Um poema épico da segunda metade do século 11 ou da primeira metade do século 12, Gormont et Isembart, baseia seu enredo na vitória de Louis em Saucourt-en-Vimeu. Nesta canção de gesto, o jovem lorde francês Isembart, perseguido por seu tio, o rei Luís, parte para a Inglaterra, onde se junta ao rei pagão Gormont e invoca sua fé. Ele encoraja o último a atacar a França; O rei Luís vai ao seu encontro; depois de longas lutas em que todos os campeões do rei da França fracassam contra o rei Gormont, o próprio rei vai contra o pagão e o mata, mas ele mesmo é mortalmente ferido e morre poucos dias depois. Isembart, derrotado, espalha-se e morre à sombra de uma oliveira.

“Eu conheço um soberano, o Rei Luís, fiel à adoração de Deus que o recompensa com sua fé.
“Ainda jovem, ele perdeu o pai. Neste infortúnio, o próprio Deus o acolheu e quis ser o seu guia.
“Ele deu-lhe cavaleiros destemidos para seus companheiros; ele deu a ele um trono na terra dos francos.

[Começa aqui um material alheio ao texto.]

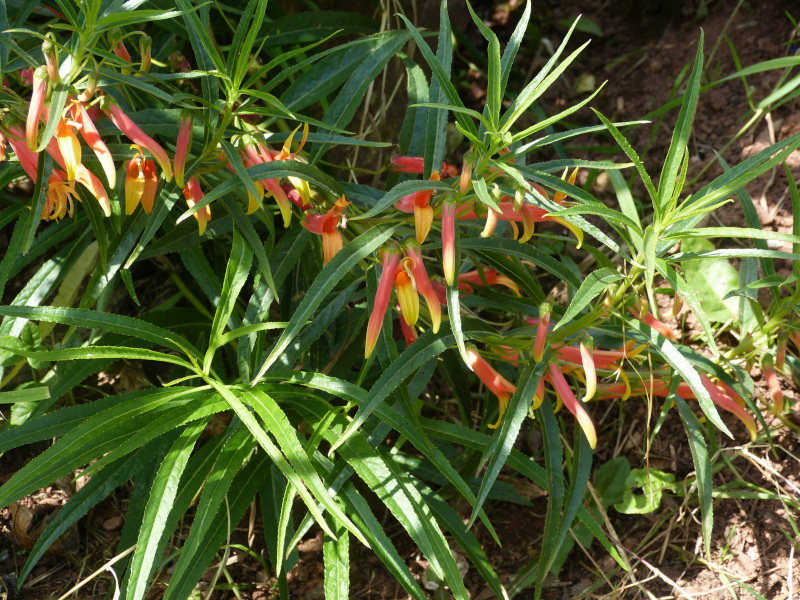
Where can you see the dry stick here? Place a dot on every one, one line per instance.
(108, 565)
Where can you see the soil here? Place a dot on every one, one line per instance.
(642, 53)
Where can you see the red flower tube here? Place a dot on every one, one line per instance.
(391, 256)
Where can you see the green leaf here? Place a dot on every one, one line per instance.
(98, 320)
(236, 275)
(683, 128)
(242, 491)
(702, 467)
(336, 560)
(159, 505)
(494, 90)
(634, 157)
(238, 447)
(441, 73)
(350, 97)
(712, 279)
(652, 482)
(44, 169)
(506, 436)
(543, 80)
(594, 284)
(334, 271)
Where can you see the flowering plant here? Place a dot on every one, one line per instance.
(297, 278)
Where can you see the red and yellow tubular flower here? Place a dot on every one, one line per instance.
(587, 348)
(145, 46)
(725, 402)
(391, 257)
(780, 353)
(496, 383)
(59, 202)
(35, 107)
(416, 164)
(449, 241)
(774, 386)
(183, 144)
(326, 226)
(542, 328)
(141, 183)
(423, 211)
(424, 286)
(406, 288)
(564, 392)
(69, 145)
(194, 195)
(253, 202)
(94, 141)
(136, 135)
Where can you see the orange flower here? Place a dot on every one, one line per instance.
(69, 145)
(193, 195)
(416, 164)
(496, 383)
(136, 135)
(92, 137)
(391, 257)
(406, 289)
(326, 226)
(424, 284)
(183, 144)
(560, 385)
(542, 329)
(449, 241)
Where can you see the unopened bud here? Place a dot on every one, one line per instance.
(145, 46)
(780, 356)
(466, 171)
(91, 87)
(51, 59)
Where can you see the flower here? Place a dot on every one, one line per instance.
(193, 195)
(423, 283)
(496, 383)
(136, 135)
(588, 368)
(90, 134)
(416, 164)
(141, 183)
(59, 200)
(542, 328)
(183, 144)
(145, 46)
(406, 289)
(250, 157)
(69, 146)
(391, 257)
(725, 402)
(564, 392)
(35, 107)
(449, 241)
(326, 226)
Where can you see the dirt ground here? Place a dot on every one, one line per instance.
(642, 51)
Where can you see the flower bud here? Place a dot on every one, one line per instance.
(145, 46)
(51, 58)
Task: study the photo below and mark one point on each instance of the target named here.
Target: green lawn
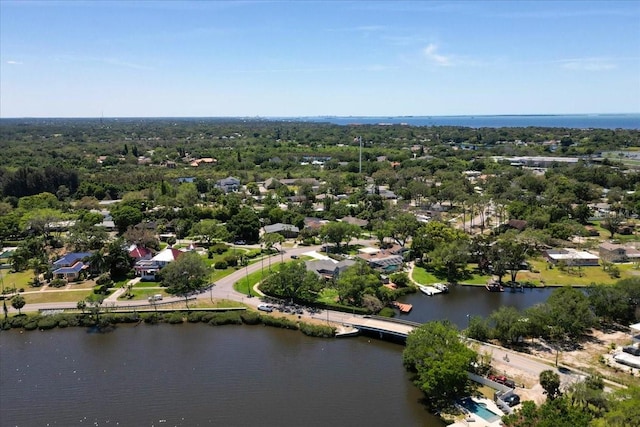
(55, 296)
(577, 277)
(22, 279)
(147, 285)
(425, 277)
(328, 296)
(143, 294)
(246, 283)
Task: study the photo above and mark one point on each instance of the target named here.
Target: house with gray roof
(328, 268)
(228, 185)
(288, 231)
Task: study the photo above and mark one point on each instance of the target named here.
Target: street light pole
(246, 275)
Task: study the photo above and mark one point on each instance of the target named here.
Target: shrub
(18, 321)
(250, 317)
(150, 318)
(229, 318)
(219, 248)
(253, 253)
(31, 325)
(103, 280)
(400, 279)
(279, 322)
(231, 260)
(220, 265)
(47, 322)
(174, 318)
(387, 312)
(322, 331)
(194, 316)
(87, 321)
(207, 316)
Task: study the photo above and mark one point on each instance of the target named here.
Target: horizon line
(387, 116)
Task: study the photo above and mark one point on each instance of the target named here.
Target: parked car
(632, 350)
(265, 307)
(512, 400)
(501, 379)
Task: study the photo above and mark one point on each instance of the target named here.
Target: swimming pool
(480, 410)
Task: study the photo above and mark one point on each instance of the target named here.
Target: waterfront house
(228, 185)
(147, 269)
(571, 257)
(71, 265)
(140, 253)
(288, 231)
(618, 253)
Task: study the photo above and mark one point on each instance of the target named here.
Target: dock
(404, 308)
(436, 288)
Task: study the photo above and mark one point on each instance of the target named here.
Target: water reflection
(193, 375)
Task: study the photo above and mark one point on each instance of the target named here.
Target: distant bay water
(576, 121)
(571, 121)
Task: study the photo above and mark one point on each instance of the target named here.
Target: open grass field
(246, 283)
(143, 294)
(57, 296)
(583, 276)
(141, 285)
(425, 277)
(18, 280)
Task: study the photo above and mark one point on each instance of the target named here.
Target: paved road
(525, 363)
(223, 288)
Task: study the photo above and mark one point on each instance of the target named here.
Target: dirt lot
(586, 357)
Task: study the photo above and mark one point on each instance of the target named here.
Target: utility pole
(360, 140)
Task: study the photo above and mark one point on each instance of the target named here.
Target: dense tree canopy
(440, 361)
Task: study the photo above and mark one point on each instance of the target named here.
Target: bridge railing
(390, 319)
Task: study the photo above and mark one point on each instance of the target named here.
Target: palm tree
(18, 302)
(98, 262)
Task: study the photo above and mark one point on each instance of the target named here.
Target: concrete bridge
(382, 325)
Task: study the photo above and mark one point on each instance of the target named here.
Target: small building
(618, 253)
(328, 268)
(288, 231)
(384, 260)
(140, 252)
(571, 257)
(71, 265)
(355, 221)
(228, 185)
(147, 269)
(516, 224)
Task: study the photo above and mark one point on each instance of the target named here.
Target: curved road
(223, 289)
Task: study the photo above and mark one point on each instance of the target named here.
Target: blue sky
(306, 58)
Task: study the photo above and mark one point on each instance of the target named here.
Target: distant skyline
(317, 58)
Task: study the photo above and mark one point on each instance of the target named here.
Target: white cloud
(431, 52)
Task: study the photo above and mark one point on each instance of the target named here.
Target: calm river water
(194, 375)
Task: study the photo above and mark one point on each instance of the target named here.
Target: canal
(196, 375)
(468, 300)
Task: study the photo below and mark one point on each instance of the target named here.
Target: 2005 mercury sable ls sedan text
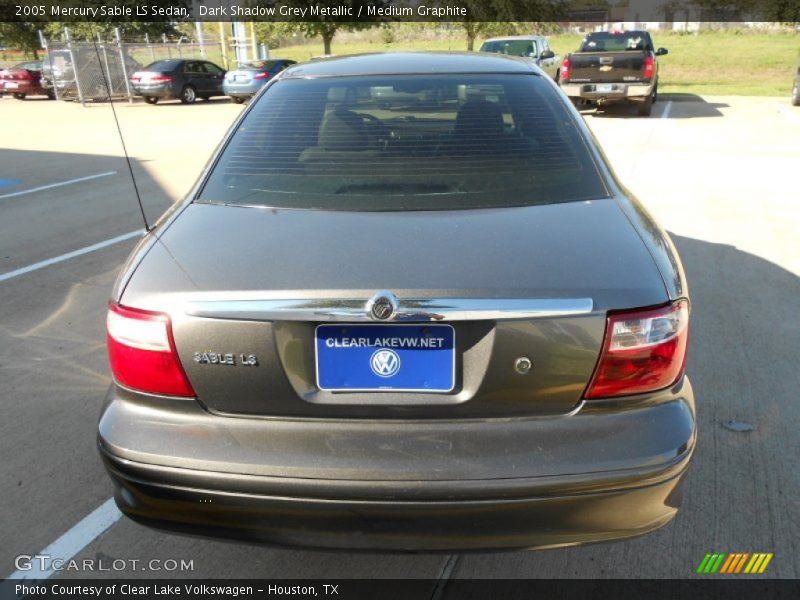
(406, 307)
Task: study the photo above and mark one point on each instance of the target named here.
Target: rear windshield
(511, 47)
(163, 65)
(405, 143)
(614, 42)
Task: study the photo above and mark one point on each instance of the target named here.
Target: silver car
(244, 82)
(378, 323)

Que ele goste por muitos anos!
“Luís dividiu o trono com Carlomano, seu irmão, por um acordo justo e leal.
“Depois desse pacto, Deus quis testá-lo; ele queria ver se poderia suportar a dor.
“Ele permitiu que os guerreiros pagãos invadissem seus estados, os francos se tornassem seus escravos.
“Alguns se perderam imediatamente, outros foram grandemente tentados; quem se absteve do mal foi dominado por ultrajes.
“Cada ladrão armado, enriquecido com pilhagem, tirou um castelo e assim se tornou um nobre.
“Um viveu de mentiras, o outro de assassinato, o outro de deserção; todos se gloriaram nisso.
“O rei estava em crise, o reino em desordem; O fato de Cristo estar zangado permitiu esses infortúnios.
“Mas Deus teve misericórdia de nós; ele conhecia a nossa aflição, ordenou a Luís que andasse a toda pressa.
“Ó Rei Luís! ajude meu povo, porque os normandos os oprimem com aspereza.
“Luís então respondeu: Senhor, eu o farei; a morte não me impedirá de seguir seus mandamentos.
“De acordo com a ordem de Deus, ele ergueu a bandeira, ele marchou pela França para encontrar os normandos.
“Ele deu graças a Deus, enquanto esperava por sua vinda, disse: Senhor, aqui estamos te esperando.
“Então o ilustre Luís gritou em alta voz: Coragem, guerreiros, companheiros do meu destino!
“- Deus me trouxe aqui; mas devo saber se é de acordo com seus desejos que vou para a batalha.
"- Vou me expor a qualquer coisa, desde que eu te salve. Que eles me sigam todos os que são fiéis a Deus!
“- Esta vida é adquirida para nós enquanto Cristo nos concede; nossos corpos estão sob seus cuidados, é ele quem zela por nós.
“- Quem, servindo a Deus com zelo, sair vivo desta luta, terá de mim uma recompensa; se ele morrer, eles serão seus filhos.
"Ele se arma com essas palavras com o escudo e a lança, ele voa em seu corcel para punir seus inimigos.
“Não demorou muito para encontrar os normandos. "Louvado seja Deus! ele chora ao ver quem procura.
“Cavalgando valentemente, ele canta o hino sagrado, e todos cantam juntos: Senhor, tem misericórdia de nós!
“O hino foi cantado, a luta começou, o sangue banhou o rosto dos francos que jogaram suas armas.
“Os cavaleiros se vingaram, mas acima de tudo o rei Luís. Pronto e destemido, esse era o seu costume.
“Ele acertou um, perfurou o outro; ele regou seus inimigos com amargura, e suas almas escaparam de seus corpos.
“Bendito seja o poder de Deus! O rei Luís foi vitorioso. Obrigado a todos os santos! Sua foi a vitória.
“O Rei Luís estava feliz; como ele era rápido, também foi firme no julgamento. Guarda-o, ó Senhor, em toda a sua majestade! "

Bibliografia

• Pierre Riché, The Carolingians, uma família que fez a Europa, Plural
• Schneider Jens, The Northmanni in West Francia no século IX. A canção de Louis. Annales de Normandie, 53º ano, n ° 4, 2003, p 291-315.
• Pierre Ripert, O império destruído de Carlos Magno, o tempo das espadas, Edições Privat
• Christian Bonnet, Christine Descatoire, Les Carolingiens (741-987), Armand Colin
• Gormont e Isembart: Ciclo de barões rebeldes, Nathalie Desgrugillers-Billard, Paléo
• Remacle.org, site de traduções de textos clássicos, de onde veio a tradução da canção de Louis.